La fabrique de la perte de sens à France 3
Carnet de bureau. « On nous a fait passer d’un métier passion à un métier alimentaire », témoigne, sous le couvert de l’anonymat, Michel. Un an après la suppression des éditions nationales d’information de France 3, annoncée alors comme un bouleversement, France Télévisions est le théâtre d’échanges nourris sur la perte de sens au travail des journalistes de télévision.
« La perte de sens existe dès lors que les règles de l’art du métier sont bafouées ou que la finalité du travail est dévoyée, explique la sociologue Danièle Linhart, chercheuse émérite du CNRS. Ce sont les premières qui donnent la fierté au travail et les secondes, la dignité. Quand les règles de l’art ne sont pas respectées, les salariés se sentent maltraités. Quand l’utilité de leur travail s’efface, ils s’effondrent. »
Une vingtaine de témoignages anonymisés ont été remontés fin novembre à la tête de l’entreprise France Télévisions par la société des journalistes de France 3 rédaction nationale. Les salariés (ex-France 3 et ex-France 2) s’y interrogent sur « leur place dans la rédaction nationale de France Télévisions », parlent de « déqualification », de « souffrance ». Leurs propos sont clairs : « je me sens sous-utilisée », « je ne peux plus exercer mon métier », « depuis 2023, tout a changé ».
Le débat est lancé, la direction, qui rappelle que sa porte est toujours ouverte, invite toutes les personnes concernées à venir discuter dans le détail de leur situation. Un bon point de départ, car c’est justement le détail de ces témoignages qui est révélateur de la dynamique en œuvre de perte de sens.
Un recul de la reconnaissance
« Mes amis me demandent si je travaille encore à France Télévisions, car on n’entend presque plus mon nom à l’antenne. A 40 ans, je parcourais le monde. Dix ans plus tard, je semble hors-jeu », écrit Michel. De quoi parle ce journaliste ? A la fois ne plus être un élément visible du collectif et ne plus faire le travail, dans lequel il se reconnaît. « Pour le salarié, c’est une dévalorisation, car c’est un non-respect du métier auquel il s’identifiait jusqu’alors. Au travail, le salarié s’identifie à son travail », explique la sociologue Danièle Linhart.
La réorganisation redistribue les responsabilités et les missions.

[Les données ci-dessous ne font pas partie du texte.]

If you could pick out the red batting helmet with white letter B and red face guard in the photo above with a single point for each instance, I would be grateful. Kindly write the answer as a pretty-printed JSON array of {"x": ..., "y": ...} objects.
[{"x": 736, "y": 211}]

Sans préjuger du bien-fondé de cette redistribution, des journalistes se sentent « écartés de l’antenne », tandis que la direction dit « mettre les personnes au bon endroit ». Mais le ressenti généré est un recul de la reconnaissance, y compris financière – plusieurs témoignages pointent une stagnation salariale ou l’absence de promotions, qui remontent en fait bien avant la transformation de 2023, et une perte de sens surtout parce que le contenu de leur travail a changé.